Public Health Director David Regan said: “We worked with adult social care and the community nursing service to identify those who needed extra support. But we did not want to be too bureaucratic so where people were anxious about leaving their home, we offered it to them too. We did not want to put any barriers in the way.
“The response has been really good. The public have really come forward and engaged with it. We were told about the first four cases late on a Friday evening. It wasn’t ideal, but we had to respond and deal with it. By Monday we were ready to go.
“We split area one into six zones and the second area into five and carried out the door knocking exercise one-by-one. We assembled our council neighbourhood teams, and worked with care organisations, the voluntary and community sector, faith leaders and local councillors to do the door knocking. They are the people we have been working with closely throughout the pandemic and so we have good relationships in place.
“We knocked on nearly every door – I think 98 per cent in the areas – explaining what was happening and where the testing sites were. We left leaflets explaining and encouraging people to get in touch.
“We have committed to telling everyone who tested positive whether the variant has been detected. We asked our communities to help us understand the new variants and we feel we owe it to them to report back.”
What was learnt?
Mr Regan said: “You need to draw on expertise from across the council. For example, when we were trying to decide on the site for the collect-and-drop service, the leisure centre in Moss Side was the obvious choice. But there was nothing like that in area two.

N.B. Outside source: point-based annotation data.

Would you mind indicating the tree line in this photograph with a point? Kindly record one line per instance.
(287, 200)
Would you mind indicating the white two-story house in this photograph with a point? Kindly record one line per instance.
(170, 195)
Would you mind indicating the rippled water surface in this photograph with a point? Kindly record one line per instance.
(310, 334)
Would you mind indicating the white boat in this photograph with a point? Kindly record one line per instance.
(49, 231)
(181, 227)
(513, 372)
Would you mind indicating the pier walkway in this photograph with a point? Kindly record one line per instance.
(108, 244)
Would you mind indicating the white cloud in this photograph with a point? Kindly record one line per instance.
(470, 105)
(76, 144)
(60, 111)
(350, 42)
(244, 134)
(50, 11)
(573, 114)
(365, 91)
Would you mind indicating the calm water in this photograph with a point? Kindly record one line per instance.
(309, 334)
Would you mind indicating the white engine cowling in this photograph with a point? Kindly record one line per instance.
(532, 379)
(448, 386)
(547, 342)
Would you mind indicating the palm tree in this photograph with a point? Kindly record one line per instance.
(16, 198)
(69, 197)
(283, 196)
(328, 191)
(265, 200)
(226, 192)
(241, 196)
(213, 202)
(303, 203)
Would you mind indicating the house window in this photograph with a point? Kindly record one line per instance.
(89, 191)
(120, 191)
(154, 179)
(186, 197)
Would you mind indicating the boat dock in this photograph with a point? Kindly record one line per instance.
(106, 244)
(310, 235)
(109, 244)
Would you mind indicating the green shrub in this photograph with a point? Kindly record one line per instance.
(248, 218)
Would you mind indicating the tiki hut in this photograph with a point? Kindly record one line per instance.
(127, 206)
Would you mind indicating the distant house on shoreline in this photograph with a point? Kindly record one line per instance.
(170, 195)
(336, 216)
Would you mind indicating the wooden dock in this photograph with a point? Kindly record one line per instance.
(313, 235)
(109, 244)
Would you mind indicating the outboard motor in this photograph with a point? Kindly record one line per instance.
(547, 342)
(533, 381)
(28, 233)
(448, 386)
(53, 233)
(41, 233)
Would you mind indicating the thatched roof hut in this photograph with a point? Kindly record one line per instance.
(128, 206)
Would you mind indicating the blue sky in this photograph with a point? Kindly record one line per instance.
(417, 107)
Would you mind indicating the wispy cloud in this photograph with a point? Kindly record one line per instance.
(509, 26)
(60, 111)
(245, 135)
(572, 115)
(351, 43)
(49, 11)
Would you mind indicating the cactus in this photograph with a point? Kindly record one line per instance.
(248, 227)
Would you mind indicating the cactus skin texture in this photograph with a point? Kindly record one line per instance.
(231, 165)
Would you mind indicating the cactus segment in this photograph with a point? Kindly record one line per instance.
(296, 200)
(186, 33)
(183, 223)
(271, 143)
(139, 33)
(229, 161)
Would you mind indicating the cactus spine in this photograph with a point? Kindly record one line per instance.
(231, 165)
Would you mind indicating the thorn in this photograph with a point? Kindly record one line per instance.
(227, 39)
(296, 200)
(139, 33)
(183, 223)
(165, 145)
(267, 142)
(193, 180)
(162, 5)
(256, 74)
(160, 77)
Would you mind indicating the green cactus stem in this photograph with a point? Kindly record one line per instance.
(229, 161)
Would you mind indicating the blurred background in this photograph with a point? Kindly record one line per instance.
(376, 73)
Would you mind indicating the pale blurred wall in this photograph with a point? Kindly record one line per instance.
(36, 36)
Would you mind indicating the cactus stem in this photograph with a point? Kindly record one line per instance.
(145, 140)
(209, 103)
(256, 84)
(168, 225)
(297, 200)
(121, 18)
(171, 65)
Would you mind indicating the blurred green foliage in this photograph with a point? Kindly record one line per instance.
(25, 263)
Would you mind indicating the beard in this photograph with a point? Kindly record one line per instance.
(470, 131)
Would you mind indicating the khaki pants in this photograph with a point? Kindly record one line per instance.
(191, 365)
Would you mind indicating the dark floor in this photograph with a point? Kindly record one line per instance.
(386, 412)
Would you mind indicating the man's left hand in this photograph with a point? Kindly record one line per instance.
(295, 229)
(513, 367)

“It was our neighbourhood and estates leads who we called on – having people who know the assets that are available is vital. They immediately knew the ideal location and were able to speak to the right people. It all happened quickly and you need people who immediately know the solutions to problems.”
While the surge testing exercise went well however, Mr Regan said he would have to think carefully if he was asked to coordinate another round of surge testing. “It is such a huge under-taking. If we were to do it more regularly, we would have to think about how we could make it more sustainable.
“We would probably try to streamline it in some way – maybe define a tighter area so it did not include so many people. After all, you have to think about what you lose by doing it. We had to stop the rapid asymptomatic testing in Moss Side. That is a really important service and we dismantled it for a fortnight. You would not necessarily want to do that again.”